The plugin half — the GDScript that lives inside Godot — is being cherry-picked from youichi-uda’s Pro version. The Pro Node server is paid; I’m not lifting that. But the plugin is MIT-licensed (verified before any code lands), and the patterns inside it (property_parser.gd, command_router.gd) are exactly what I need without the tax of replicating them.
What Stage 1 actually shipped
Heavy documentation. One stub tool. Zero working logic.
This was a deliberate call. The MCP spec requires tool registration to be discoverable — clients ask the server “what tools do you have?” before invoking anything. I wanted that registration surface to exist with the real schema for audit_g4_web_compat (the headline tool I’m building first), but I wanted it to honestly decline the work for now: when an agent calls it, the response says Stage 1 stub — implementation in Stage 2. Better than a fake-success placeholder. The contract is real; the work is queued.
The headline document, INTEGRATION.md, walks through every existing primitive my agents currently shell out to and shows the data flow once it’s wrapped. It’s the kind of doc I wished existed for the projects I evaluated. Mine has it because I wrote it first; theirs don’t because their authors shipped code first and documented later.
I’m aware this is the inverse of the usual “show me the code” advice. The justification is that the architecture is what’s load-bearing here, not the implementation. Wrapping redeploy_web.sh in a typed tool is two days of work; deciding whether to wrap or replace is the decision that compounds, and it’s the decision I’d get wrong without thinking it through in writing.
What’s coming
Stage 2 ships the first real tools: ticket_op (the heredoc-killer), redeploy (structured version output), testbridge_query and testbridge_mutate (no more shell-quoting), and playwright_run (structured failures with screenshot paths). These are the highest-frequency operations in my current sessions; the migration math is straightforward.

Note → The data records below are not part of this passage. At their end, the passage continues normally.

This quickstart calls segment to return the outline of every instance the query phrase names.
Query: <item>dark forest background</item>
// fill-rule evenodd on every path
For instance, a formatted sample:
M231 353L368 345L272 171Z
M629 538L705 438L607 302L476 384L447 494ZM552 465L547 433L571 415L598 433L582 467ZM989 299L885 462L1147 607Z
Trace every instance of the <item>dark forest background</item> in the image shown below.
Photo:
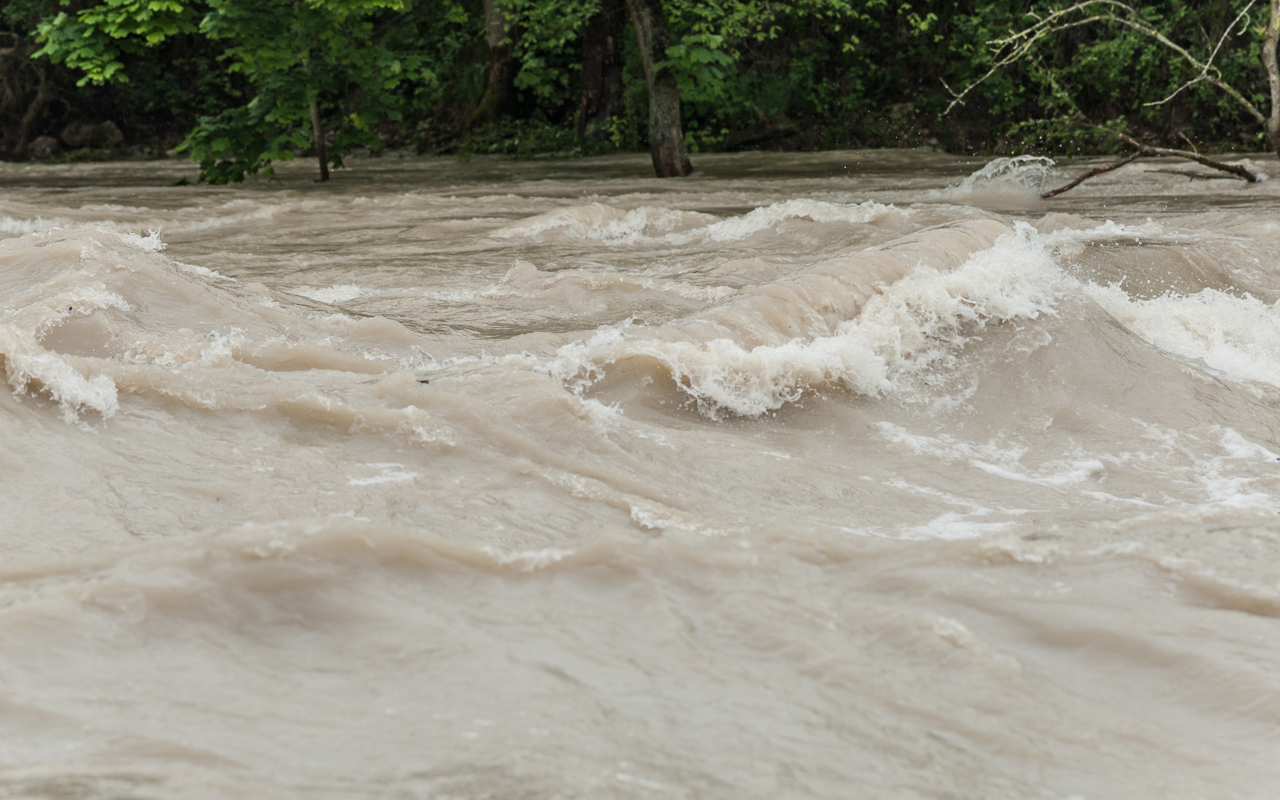
M301 8L236 1L266 14L252 24L274 24L270 14ZM232 5L221 0L209 8L227 14ZM266 45L241 28L219 35L207 22L209 8L186 4L180 13L197 22L174 24L152 37L157 41L120 38L110 79L88 79L82 67L70 65L65 47L55 58L40 54L59 14L74 20L86 9L108 6L0 0L0 157L163 157L201 127L206 146L234 145L234 132L224 136L219 125L241 124L228 114L268 91L262 70L269 65L261 65L261 54L230 49ZM138 14L150 6L122 8ZM1114 24L1046 38L943 114L952 97L947 87L959 90L987 72L987 42L1028 23L1024 1L666 0L660 8L669 32L666 67L677 77L691 154L933 145L965 154L1071 155L1121 147L1097 125L1175 147L1267 147L1257 120L1207 83L1144 106L1193 77L1190 68ZM1228 0L1140 4L1146 19L1202 54L1242 8ZM362 148L463 157L648 148L644 63L622 3L509 0L498 10L494 28L494 0L361 6L352 17L360 28L347 46L380 49L384 67L364 64L347 74L347 61L333 56L338 77L316 90L338 159ZM1266 105L1257 27L1230 37L1216 63L1229 83ZM291 31L285 26L275 36L287 41ZM253 69L243 67L250 56L259 58ZM319 61L303 58L298 69L311 74L311 63ZM394 69L397 79L375 92L376 69ZM366 102L374 93L376 108ZM287 122L283 115L262 122L269 116L255 124ZM282 147L308 151L310 128L298 131L303 134L271 145L276 157Z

Stage 3 starts cherry-picking the MIT plugin patterns. Stage 4 is when I start extracting generic tools — the web-export audit, the WASM-hang diagnostic — as standalone open-source releases. The audience for Godot 4 web export with LLM-assisted dev is growing; the audience for G3→G4 migration is shrinking. I want the durable contributions out in the world.
On keeping the parent repo private (for now)
allbyte-mcp itself stays private through v1.0. The reasoning is partly political — youichi-uda’s Pro product is the closest analog, and I’d rather not look like a free competitor while my implementation is still finding its shape. Partly quality-bar — inviting community contributions before the codebase is stable means churn I can’t absorb. And partly because the OSS contribution path doesn’t actually require my repo to be public: PRs back to youichi-uda’s MIT plugin, or standalone open-source releases of generic tools extracted from this codebase, work fine either way.
Path B (open-source the whole thing) stays available. v1.0 is when I revisit.